The French foreign ministry said in a statement on Monday. “Our ambassador decided on January 3 not to authorise any public access to the diplomatic mission until further notice.”
Meanwhile on Monday Yemen claimed its forces had fought al Qaeda militants, killing at least two they said were behind the security threats against foreign missions.
On its website, the US embassy on Sunday said the closure was “in response to ongoing threats by al-Qaeda in the Arabian Peninsula (AQAP) to attack American interests in Yemen”. The UK embassy made no comment. However, the closure of the embassies in the Yemen capital underlined the seriousness with which western governments are taking the threat posed by AQAP.
John Brennan, a senior US counterterrorism official, told CNN “there are indications that al-Qaeda is planning an attack against a target in Sana’a”. His comments came amid international concern that Yemen could become an important incubator and training hub for al-Qaeda.
AQAP is suspected of training Umar Farouk Abdulmutallab, the 23-year-old Nigerian who was allegedly involved in the foiled December 25 airline attack.
The group claims to have provided him with the explosive device he allegedly attempted to detonate as the jet was about to land in Detroit. He was in Yemen between August and December, ostensibly to study Arabic.
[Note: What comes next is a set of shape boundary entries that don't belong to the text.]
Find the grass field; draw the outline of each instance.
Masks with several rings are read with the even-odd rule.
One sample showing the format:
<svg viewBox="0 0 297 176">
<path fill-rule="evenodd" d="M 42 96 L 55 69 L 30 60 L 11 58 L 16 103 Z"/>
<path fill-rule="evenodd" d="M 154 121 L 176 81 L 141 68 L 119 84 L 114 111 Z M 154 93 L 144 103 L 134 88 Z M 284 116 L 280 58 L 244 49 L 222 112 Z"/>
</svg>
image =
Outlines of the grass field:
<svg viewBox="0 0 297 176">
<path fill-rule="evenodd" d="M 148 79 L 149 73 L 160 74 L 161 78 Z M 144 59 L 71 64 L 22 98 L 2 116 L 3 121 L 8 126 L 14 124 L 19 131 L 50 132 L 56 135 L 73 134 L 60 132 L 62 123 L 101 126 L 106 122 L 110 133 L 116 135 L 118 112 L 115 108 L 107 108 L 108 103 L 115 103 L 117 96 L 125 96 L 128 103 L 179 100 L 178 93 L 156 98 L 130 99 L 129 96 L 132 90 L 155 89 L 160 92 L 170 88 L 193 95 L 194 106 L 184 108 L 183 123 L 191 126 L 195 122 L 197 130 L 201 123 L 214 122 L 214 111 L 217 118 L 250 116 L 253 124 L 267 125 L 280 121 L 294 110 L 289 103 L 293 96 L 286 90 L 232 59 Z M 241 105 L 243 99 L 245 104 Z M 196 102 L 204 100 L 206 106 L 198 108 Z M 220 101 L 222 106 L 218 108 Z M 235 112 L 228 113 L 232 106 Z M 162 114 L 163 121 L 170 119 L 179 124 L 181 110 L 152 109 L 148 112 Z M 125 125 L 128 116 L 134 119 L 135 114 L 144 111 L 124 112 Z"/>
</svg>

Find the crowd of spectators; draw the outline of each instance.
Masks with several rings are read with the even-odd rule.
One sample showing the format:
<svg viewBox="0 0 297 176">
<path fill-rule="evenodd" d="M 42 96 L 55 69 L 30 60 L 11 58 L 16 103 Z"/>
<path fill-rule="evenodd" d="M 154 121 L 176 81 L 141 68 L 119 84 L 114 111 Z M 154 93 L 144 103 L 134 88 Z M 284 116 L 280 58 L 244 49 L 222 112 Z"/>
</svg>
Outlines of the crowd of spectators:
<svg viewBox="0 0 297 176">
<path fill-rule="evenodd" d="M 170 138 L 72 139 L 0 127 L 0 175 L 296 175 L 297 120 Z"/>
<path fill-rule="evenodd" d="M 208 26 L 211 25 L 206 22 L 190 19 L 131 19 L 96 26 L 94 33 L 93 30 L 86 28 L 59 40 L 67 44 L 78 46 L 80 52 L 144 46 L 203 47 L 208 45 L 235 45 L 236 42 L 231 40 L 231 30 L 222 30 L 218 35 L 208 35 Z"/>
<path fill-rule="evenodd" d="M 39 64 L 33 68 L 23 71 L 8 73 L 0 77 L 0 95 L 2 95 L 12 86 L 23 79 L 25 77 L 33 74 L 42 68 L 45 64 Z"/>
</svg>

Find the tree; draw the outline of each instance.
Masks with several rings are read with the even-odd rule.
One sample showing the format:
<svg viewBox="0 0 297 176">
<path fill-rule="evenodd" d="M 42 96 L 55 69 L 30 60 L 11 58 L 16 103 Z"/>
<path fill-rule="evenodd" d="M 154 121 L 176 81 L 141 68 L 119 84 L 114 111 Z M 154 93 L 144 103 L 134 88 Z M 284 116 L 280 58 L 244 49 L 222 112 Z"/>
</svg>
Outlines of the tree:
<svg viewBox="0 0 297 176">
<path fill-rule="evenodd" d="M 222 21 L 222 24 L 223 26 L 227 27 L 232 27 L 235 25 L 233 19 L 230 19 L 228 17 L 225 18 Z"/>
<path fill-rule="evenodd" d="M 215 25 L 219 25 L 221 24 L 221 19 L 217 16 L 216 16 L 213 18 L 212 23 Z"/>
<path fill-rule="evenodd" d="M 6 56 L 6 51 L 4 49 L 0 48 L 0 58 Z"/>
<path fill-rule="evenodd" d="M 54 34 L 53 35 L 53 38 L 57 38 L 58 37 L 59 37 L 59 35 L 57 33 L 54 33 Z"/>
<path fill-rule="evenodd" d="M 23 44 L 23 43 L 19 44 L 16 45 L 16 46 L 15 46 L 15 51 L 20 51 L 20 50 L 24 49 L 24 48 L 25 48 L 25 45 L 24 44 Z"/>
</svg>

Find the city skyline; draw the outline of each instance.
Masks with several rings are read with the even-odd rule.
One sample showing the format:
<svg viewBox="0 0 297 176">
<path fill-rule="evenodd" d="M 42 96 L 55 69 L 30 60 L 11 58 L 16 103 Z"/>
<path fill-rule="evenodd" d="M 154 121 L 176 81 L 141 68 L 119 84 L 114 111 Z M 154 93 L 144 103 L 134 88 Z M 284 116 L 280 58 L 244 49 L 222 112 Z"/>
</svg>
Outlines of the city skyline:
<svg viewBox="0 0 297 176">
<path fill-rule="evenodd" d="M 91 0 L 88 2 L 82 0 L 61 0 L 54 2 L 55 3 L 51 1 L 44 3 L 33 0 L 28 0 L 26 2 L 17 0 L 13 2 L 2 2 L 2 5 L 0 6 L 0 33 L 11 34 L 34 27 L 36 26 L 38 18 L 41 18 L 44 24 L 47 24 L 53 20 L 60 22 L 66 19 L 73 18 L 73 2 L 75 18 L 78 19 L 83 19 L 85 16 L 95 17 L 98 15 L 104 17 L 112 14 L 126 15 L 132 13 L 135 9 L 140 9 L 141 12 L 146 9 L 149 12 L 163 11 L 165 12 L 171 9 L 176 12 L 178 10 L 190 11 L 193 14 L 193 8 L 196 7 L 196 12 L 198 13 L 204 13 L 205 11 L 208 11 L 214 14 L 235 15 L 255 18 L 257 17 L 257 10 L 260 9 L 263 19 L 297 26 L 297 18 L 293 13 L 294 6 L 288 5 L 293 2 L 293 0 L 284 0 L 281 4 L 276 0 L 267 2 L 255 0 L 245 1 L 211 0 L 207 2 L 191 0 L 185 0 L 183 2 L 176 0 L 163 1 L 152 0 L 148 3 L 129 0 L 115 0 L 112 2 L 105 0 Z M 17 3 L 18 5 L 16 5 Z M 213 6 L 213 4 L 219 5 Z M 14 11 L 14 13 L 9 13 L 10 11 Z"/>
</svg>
On Saturday, Barack Obama, the US president, accused the al-Qaeda group of being behind the foiled attack. “We know that he [Abdulmutallab] travelled to Yemen, a country grappling with crushing poverty and deadly insurgencies,” Mr Obama said in his weekly radio address.
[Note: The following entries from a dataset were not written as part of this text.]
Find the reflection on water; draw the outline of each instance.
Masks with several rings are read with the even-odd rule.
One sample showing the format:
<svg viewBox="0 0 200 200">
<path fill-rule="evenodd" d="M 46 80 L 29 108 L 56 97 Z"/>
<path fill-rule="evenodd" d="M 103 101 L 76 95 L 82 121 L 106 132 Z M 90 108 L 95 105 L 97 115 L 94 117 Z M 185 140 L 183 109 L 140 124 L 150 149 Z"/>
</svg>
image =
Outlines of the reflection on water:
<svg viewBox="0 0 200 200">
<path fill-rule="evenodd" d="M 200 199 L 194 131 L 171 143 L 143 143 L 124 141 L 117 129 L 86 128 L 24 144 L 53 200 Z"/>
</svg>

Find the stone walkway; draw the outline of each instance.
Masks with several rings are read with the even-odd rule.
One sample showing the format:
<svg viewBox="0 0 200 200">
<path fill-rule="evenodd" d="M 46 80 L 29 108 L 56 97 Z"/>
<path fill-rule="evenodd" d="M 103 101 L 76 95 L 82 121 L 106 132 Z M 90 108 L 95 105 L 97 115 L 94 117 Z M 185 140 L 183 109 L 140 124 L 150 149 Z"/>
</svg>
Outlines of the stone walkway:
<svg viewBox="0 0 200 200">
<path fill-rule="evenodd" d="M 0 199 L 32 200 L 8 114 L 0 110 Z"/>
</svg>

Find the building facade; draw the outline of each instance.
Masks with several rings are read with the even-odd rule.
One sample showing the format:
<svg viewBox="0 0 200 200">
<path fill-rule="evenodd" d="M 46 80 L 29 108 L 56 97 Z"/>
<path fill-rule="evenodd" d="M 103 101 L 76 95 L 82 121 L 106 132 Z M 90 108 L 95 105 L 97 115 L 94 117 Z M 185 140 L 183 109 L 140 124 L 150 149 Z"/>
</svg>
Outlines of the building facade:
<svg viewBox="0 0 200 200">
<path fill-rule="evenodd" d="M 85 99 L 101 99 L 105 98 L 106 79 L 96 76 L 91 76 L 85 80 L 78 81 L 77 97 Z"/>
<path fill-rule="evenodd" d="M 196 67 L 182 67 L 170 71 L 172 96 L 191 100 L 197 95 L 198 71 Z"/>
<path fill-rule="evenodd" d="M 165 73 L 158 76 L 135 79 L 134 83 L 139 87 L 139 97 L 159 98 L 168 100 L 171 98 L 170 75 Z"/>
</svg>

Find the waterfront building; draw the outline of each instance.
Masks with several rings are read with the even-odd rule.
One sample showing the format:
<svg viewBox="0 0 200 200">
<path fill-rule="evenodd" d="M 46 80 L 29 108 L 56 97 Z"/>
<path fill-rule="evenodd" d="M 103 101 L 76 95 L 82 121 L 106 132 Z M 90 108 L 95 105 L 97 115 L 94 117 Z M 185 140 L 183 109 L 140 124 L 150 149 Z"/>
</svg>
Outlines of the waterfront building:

“It appears that he joined an affiliate of al-Qaeda, and that this group ... trained him, equipped him with those explosives and directed him to attack that plane headed for America.”
General David Petraeus, a top US military official, met Yemen’s president Ali Abdullah Saleh on on Saturday to discuss security measures to tackle al-Qaeda.
Meanwhile, the White House on Sunday said that passengers travelling to the US from Nigeria and Yemen would be subject to stricter searches, as well as travellers from countries accused by the US of sponsoring terrorism, a list that covers Cuba, Iran, Sudan and Syria.
The office of Gordon Brown, UK prime minister, said Britain and the US had agreed to intensify their joint work to tackle “the emerging terrorist threat” from both Yemen and Somalia, just across the Gulf of Aden.
BAA, the UK airports operator, said travellers would be forced to go through full-body scanners “as soon as practical”. Introduction would start at London’s Heathrow.